A psicóloga Fernanda Torchetto indica que atitudes do cotidiano podem ser mudadas para um aproveitamento melhor do tempo, seja no trabalho, em projetos, ou mesmo no tempo livre. “Monitore-se, desde a hora que acorda, até a hora que vai dormir. O ideal é fazer isso durante uma semana inteira”, aponta. Assim, é possível que você se dê conta de que algumas atividades podem facilmente ser descartadas, já outras, imprescindíveis, estão sendo mal administradas.
Um modo de otimizar as tarefas essenciais é dividir sua realização em etapas, fazendo um pouco a cada dia. Entre as atividades que são essenciais para sua rotina no trabalho ou dentro de casa, determine as prioritárias. Ante isso, estabeleça prazos de entrega. Obviamente, as tarefas mais importantes deverão ser cumpridas antes das menos importantes. Para não se esquecer o prazo e a atividade prioritária, lembretes pela casa, por exemplo, podem ser de muita utilidade.

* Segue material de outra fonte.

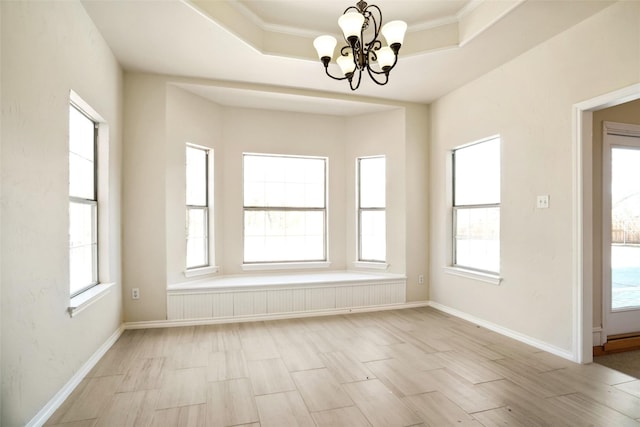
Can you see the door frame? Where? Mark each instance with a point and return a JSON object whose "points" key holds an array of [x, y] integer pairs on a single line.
{"points": [[582, 224], [625, 130]]}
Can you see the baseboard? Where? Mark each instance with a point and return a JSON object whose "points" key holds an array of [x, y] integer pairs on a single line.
{"points": [[43, 415], [506, 332], [263, 317]]}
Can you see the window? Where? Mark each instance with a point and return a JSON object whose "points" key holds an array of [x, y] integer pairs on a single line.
{"points": [[197, 201], [285, 211], [83, 202], [371, 209], [476, 206]]}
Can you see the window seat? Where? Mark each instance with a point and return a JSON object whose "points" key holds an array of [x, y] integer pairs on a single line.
{"points": [[270, 295]]}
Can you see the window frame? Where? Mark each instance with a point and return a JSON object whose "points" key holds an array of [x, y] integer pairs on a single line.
{"points": [[207, 212], [279, 264], [471, 271], [93, 202], [361, 209]]}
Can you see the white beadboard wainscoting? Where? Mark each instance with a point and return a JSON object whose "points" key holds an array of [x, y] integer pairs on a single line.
{"points": [[233, 297]]}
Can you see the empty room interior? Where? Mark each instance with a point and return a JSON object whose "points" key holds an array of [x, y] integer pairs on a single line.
{"points": [[319, 213]]}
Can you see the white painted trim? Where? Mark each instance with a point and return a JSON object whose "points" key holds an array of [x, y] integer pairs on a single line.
{"points": [[43, 415], [582, 243], [613, 321], [265, 317], [598, 337], [81, 301], [493, 279], [202, 271], [370, 265], [285, 266], [505, 331]]}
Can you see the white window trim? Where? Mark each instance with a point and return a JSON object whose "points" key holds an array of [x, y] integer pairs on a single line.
{"points": [[285, 265], [211, 268], [83, 300], [459, 270], [491, 278], [371, 265], [86, 298], [201, 271]]}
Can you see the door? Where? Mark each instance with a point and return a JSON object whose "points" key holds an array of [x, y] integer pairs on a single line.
{"points": [[621, 228]]}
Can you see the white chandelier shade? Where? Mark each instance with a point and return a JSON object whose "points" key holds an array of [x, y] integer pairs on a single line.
{"points": [[361, 26]]}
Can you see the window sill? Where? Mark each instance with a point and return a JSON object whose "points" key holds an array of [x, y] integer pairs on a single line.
{"points": [[493, 279], [202, 271], [81, 301], [285, 266], [371, 265]]}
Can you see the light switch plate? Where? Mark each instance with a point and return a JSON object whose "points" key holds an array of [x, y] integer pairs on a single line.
{"points": [[543, 202]]}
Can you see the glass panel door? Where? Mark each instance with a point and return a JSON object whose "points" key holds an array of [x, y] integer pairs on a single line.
{"points": [[621, 239]]}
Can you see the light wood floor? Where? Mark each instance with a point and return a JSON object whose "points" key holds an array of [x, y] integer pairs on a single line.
{"points": [[412, 367]]}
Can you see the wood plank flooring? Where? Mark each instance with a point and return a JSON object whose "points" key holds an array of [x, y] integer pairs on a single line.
{"points": [[411, 367]]}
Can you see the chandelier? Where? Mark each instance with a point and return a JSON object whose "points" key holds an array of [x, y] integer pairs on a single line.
{"points": [[360, 55]]}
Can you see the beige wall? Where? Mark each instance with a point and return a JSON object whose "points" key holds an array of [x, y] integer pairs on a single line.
{"points": [[48, 49], [161, 117], [529, 102], [624, 113]]}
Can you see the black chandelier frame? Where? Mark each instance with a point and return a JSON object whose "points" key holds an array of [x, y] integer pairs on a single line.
{"points": [[364, 54]]}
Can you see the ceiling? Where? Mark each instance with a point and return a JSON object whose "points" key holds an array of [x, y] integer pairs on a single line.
{"points": [[259, 53]]}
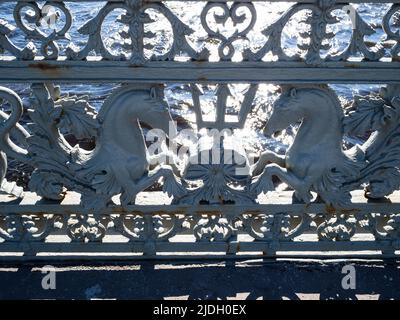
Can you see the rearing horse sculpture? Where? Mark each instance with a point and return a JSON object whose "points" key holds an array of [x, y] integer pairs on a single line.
{"points": [[316, 160], [120, 162]]}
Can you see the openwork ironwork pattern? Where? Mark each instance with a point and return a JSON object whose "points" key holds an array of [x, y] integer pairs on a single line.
{"points": [[215, 196]]}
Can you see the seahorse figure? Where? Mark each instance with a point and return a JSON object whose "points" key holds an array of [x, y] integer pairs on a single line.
{"points": [[316, 160], [120, 163]]}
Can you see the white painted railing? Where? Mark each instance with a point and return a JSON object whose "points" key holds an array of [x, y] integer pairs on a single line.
{"points": [[216, 198]]}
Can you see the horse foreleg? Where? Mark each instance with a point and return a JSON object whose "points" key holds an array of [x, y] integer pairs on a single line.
{"points": [[266, 158], [301, 186], [166, 172]]}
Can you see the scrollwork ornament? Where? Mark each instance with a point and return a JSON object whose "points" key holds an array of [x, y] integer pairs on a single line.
{"points": [[28, 228], [49, 47], [86, 228], [392, 35], [213, 227], [226, 49], [337, 227]]}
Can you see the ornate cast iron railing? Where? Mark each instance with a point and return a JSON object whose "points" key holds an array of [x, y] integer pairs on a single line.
{"points": [[125, 197]]}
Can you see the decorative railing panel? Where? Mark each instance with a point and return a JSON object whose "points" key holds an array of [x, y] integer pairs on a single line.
{"points": [[124, 178]]}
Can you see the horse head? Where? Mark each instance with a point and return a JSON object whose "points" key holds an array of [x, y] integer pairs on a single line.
{"points": [[155, 112]]}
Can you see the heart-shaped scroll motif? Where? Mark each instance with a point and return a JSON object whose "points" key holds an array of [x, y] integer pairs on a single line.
{"points": [[247, 20], [41, 23]]}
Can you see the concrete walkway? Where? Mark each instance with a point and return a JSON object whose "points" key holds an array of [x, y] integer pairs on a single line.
{"points": [[256, 279]]}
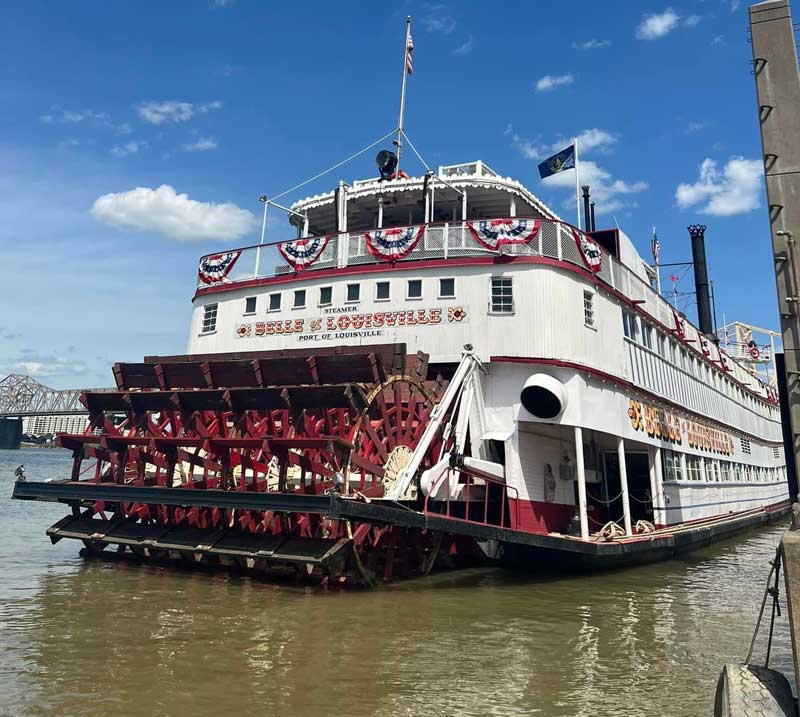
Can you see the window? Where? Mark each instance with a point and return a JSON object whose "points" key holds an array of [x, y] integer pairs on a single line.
{"points": [[694, 468], [209, 318], [502, 301], [629, 326], [745, 442], [447, 288], [588, 308], [725, 467], [647, 335], [712, 471], [673, 471]]}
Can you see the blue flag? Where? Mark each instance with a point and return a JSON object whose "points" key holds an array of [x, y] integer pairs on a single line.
{"points": [[565, 159]]}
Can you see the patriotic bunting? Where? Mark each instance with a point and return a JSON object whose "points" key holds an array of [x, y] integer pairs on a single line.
{"points": [[215, 267], [393, 244], [302, 253], [589, 251], [680, 324], [494, 233]]}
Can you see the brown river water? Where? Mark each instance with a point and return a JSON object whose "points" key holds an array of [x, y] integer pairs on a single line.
{"points": [[96, 638]]}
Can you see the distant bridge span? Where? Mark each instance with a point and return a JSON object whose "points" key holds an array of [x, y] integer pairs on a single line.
{"points": [[22, 396]]}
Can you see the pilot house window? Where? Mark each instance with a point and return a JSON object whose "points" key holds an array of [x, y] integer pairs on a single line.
{"points": [[502, 301], [588, 308], [447, 288], [209, 318]]}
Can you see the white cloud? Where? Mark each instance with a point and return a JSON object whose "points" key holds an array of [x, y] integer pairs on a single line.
{"points": [[692, 127], [654, 26], [550, 82], [464, 49], [174, 111], [734, 190], [57, 114], [439, 19], [592, 44], [123, 150], [588, 141], [42, 365], [606, 190], [203, 144], [173, 215]]}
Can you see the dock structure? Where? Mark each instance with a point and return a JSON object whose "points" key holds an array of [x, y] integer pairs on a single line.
{"points": [[777, 80]]}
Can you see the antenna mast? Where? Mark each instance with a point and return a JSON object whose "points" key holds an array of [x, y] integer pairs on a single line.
{"points": [[407, 70]]}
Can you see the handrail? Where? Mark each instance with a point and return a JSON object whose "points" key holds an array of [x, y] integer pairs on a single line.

Indicado por Torchetto, estabelecer recompensas também é um artifício que pode ajudar no cumprimento das atividades dentro do prazo estipulado.
Naturalmente, demandas surgem ao longo dos dias e das horas — no trabalho ou em casa — por isso a psicóloga pondera que é necessário estabelecer exceções às regras, permitir a realização de atividades que não fazem parte do cronograma. “Por fim, a pessoa que deseja utilizar melhor o seu tempo, não pode subestimar o poder do descanso. Seja durante o trabalho, materializado em uma pausa para o café ou para fazer um lanche. Seja após um dia árduo de trabalho, através de práticas esportivas ou outras atividades de lazer, como ver um filme com a família”, conclui.